Sorry, I didn't see this before because of my email setting. I have changed my setting now and I should see all future notifications of bugzilla.

(In reply to comment #4)

you'll see an unnamed parameter "yala" in the header template. This should
be a
named parameter and a second one should be added for the iso code, see
https://en.wikipedia.org/wiki/ISO_3166-2:TH

  1. my bot is changing the unnamed parameter to a proper one called จังหวัด (Changwat).
  2. the second parameter can be added manually, this needs some time.
  • Province ----- need the local translation for that

Changwat

Other fixme's
'unusedImagesPage' : u'Wikipedia:Wiki Loves Monuments/Unused images of
cultural
heritage monuments in Thailand', #FIXME: Translate

วิกิพีเดีย:Wiki Loves Monuments/ภาพโบราณสถานในประเทศไทยที่ไม่ได้ใช้

'imagesWithoutIdPage' : u'Wikipedia:Wiki Loves Monuments/Images of cultural
heritage monuments in Thailand without ID', #FIXME: Translate

วิกิพีเดีย:Wiki Loves Monuments/ภาพโบราณสถานในประเทศไทยที่ไม่มีรหัส

Can't use the url in the current format. Can you change it so it's only the
url
and not [] around it with text?

I don't understand this. Please clarify

Ok, great. I'll update the harvester to grab the province. Can you already make up a parameter name for the province iso code? That way I can alreay configure it and it will just work when you add it.

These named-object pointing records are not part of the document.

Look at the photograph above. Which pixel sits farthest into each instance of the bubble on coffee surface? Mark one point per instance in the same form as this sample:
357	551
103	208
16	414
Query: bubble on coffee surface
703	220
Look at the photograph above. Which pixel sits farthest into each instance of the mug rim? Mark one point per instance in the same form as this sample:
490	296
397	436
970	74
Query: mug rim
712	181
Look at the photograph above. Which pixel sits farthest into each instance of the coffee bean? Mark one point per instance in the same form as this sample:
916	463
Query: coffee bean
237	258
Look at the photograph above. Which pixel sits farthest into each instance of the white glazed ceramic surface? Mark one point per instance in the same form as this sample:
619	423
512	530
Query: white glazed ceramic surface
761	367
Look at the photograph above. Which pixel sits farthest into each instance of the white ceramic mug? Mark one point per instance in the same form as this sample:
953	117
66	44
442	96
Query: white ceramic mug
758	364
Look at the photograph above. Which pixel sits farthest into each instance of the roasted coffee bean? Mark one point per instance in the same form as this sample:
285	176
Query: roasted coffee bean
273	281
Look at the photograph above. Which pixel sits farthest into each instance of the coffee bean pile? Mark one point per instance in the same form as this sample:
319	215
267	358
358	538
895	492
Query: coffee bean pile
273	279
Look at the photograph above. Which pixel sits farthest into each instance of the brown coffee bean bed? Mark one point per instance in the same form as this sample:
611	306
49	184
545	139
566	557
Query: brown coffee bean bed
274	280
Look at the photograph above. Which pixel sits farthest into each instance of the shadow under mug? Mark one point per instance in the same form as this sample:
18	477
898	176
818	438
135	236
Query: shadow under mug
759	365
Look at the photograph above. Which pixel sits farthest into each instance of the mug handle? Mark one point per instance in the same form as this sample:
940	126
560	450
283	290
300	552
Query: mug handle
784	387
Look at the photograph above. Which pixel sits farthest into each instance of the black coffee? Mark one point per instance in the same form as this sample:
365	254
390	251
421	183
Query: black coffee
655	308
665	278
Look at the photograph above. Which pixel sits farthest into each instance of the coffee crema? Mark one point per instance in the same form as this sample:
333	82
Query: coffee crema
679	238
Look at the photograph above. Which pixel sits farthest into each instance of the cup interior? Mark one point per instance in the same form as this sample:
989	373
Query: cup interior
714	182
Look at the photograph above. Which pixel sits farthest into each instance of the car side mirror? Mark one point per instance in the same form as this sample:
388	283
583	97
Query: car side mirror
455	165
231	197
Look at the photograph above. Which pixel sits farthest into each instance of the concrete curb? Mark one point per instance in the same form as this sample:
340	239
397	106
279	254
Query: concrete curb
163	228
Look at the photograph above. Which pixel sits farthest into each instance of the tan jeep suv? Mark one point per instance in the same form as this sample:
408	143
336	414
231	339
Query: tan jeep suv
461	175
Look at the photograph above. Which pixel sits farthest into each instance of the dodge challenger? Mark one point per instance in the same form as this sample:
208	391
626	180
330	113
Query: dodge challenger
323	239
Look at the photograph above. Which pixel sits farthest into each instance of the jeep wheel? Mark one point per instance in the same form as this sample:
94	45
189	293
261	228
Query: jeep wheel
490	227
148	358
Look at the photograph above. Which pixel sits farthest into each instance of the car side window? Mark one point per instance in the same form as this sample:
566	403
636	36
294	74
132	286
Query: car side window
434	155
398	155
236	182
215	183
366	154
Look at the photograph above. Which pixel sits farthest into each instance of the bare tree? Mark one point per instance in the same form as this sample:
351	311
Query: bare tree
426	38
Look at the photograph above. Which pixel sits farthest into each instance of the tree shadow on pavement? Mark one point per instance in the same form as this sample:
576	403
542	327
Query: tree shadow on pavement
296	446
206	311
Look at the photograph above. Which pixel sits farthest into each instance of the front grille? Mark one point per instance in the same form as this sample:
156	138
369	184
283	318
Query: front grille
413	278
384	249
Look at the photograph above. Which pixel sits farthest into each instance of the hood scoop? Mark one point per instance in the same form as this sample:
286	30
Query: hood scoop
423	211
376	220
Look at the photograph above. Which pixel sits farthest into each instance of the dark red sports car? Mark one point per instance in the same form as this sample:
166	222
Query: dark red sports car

I'll update the reporting pages.

About the url, it's now:

ลิงก์ = [http://www.gis.finearts.go.th/fad50/fad/display_data.aspx?id=0005308 กรมศิลปากร]

it should be something like:

for the bot to be able to parse it. If the link always goes to the same url, you might want to make it something like:

ลิงก์ = 0005308

And have the template do [http://www.gis.finearts.go.th/fad50/fad/display_data.aspx?id={{{ลิงก์ |}}} กรมศิลปากร]

KaewWiki wrote:

(In reply to comment #7)

Ok, great. I'll update the harvester to grab the province. Can you already
make
up a parameter name for the province iso code? That way I can alreay
configure
it and it will just work when you add it.

I am adding

code=TH-xx

manually to the 80+ list pages. It will be finished in a hour or so...

Ok. Everything seems to work. That just leaves the url thing.

KaewWiki wrote:

TH-xx are added to all pages manually.

for the bot to be able to parse it. If the link always goes to the same url,
you might want to make it something like:

ลิงก์ = 0005308

And have the template do
[http://www.gis.finearts.go.th/fad50/fad/display_data.aspx?id={{{ลิงก์ |}}}
กรมศิลปากร]

My bot is now fixing this. The filed ลิงก์ (link) is intended to work for multiple links - one for fine art dept, one for government gazette. So, my implementation is a bit different. We will find out soon whether it works or not...

Works. Remaining issues can be solved outside of this bug.